If a T-SQL job step is owned by a user that isn't part of the sysadmin server role and if the step contains a distributed query, perform the following steps to ensure the jobs or queries don't fail:

  1. Create a mapping for each of the job-step owner on the local server to an existing or new login on the remote server.
  2. Ensure that the login has sufficient privileges to execute various modules on the remote server that are accessed in the distributed query. For more information, see Linked Server Properties (Security Page).

More information

Sometimes you might notice that queries discussed in either of the scenarios in Symptoms section might run successfully. This usually occurs when the impersonated user had previously logged on to the remote system and the system still has kept open a connection established by the remote user. You shouldn't expect that the query will work all the time.

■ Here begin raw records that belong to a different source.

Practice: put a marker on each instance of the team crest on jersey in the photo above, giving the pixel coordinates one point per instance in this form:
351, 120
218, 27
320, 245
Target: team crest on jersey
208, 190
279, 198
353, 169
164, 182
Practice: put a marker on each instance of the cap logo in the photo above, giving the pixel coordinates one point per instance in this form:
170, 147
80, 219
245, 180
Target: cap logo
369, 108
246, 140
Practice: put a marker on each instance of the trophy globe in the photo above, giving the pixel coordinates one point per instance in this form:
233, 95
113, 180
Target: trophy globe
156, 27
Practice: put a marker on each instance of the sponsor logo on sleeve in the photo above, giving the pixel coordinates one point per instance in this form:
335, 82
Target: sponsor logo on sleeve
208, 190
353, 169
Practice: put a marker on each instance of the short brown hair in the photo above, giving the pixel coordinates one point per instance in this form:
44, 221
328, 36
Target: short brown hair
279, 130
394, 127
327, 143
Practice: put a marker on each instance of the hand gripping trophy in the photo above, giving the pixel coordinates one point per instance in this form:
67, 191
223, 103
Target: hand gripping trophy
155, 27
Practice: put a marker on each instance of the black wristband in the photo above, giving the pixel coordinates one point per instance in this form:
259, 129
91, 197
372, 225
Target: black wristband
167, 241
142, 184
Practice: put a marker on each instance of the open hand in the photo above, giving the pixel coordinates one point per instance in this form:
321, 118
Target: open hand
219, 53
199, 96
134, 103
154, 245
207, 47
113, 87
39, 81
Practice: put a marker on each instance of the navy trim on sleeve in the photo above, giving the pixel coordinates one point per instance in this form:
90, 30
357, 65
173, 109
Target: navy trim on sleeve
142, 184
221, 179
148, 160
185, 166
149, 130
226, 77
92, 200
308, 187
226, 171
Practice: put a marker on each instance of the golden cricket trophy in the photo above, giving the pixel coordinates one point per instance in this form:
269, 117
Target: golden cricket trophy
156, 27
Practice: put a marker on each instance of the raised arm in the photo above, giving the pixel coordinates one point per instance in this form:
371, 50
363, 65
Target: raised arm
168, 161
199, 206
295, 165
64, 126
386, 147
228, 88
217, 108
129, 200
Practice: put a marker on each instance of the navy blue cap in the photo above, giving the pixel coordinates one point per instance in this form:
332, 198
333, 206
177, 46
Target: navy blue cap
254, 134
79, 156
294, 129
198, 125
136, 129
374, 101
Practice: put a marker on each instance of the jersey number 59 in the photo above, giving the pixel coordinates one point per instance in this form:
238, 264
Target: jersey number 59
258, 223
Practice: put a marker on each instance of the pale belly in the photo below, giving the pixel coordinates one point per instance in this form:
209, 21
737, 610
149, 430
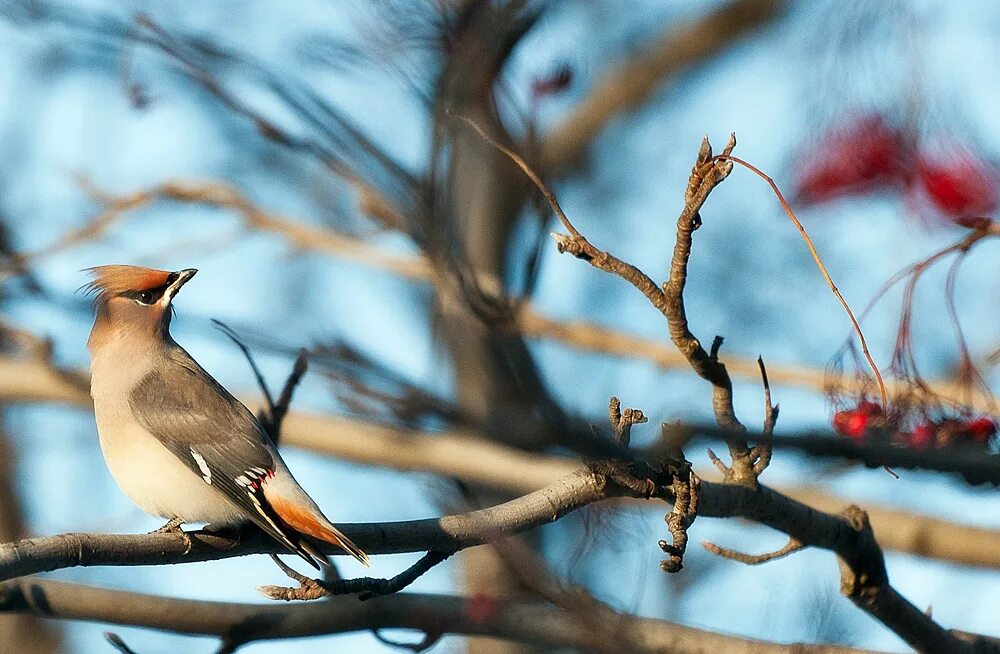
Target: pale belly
157, 481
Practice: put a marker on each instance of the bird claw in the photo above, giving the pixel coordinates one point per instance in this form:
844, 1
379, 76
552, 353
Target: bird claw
173, 526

Steps to reproduce the behavior

  1. On your SQL instance, create a linked server to another SQL instance either using SQL Server Management Studio (SSMS) or the following script.

    EXEC master.dbo.sp_addlinkedserver @server = <server name>, @srvproduct=N'SQL Server'
    /* For security reasons the linked server remote logins password is changed with ######## */
    EXEC master.dbo.sp_addlinkedsrvlogin @rmtsrvname=<servername> ,
    @useself=N'True',@locallogin=NULL,@rmtuser=NULL,@rmtpassword=NULL
    
  2. Execute the following query in SSMS using a login that's a member of sysadmin server role and ensure it works fine.

    SELECT * FROM <servername>.master.sys.sysobjects
    
  3. Now change the context of the query to a non-sysadmin account and execute the same query.

    EXECUTE AS login='Domain\Login1'
    GO
    SELECT suser_sname()
    GO
    SELECT * FROM <servername>.master.sys.sysobjects
    GO
    

This step fails with the error mentioned in the Symptoms section.

Note

OPENROWSET and OPENDATASOURCE functions aren't affected by this issue as these functions include the credentials as parameters.
BEGIN DISTRIBUTED TRANSACTION is a separate statement that doesn't get its own credentials and isn't affected by this issue. However, if linked server security isn't properly configured, these statements can still fail.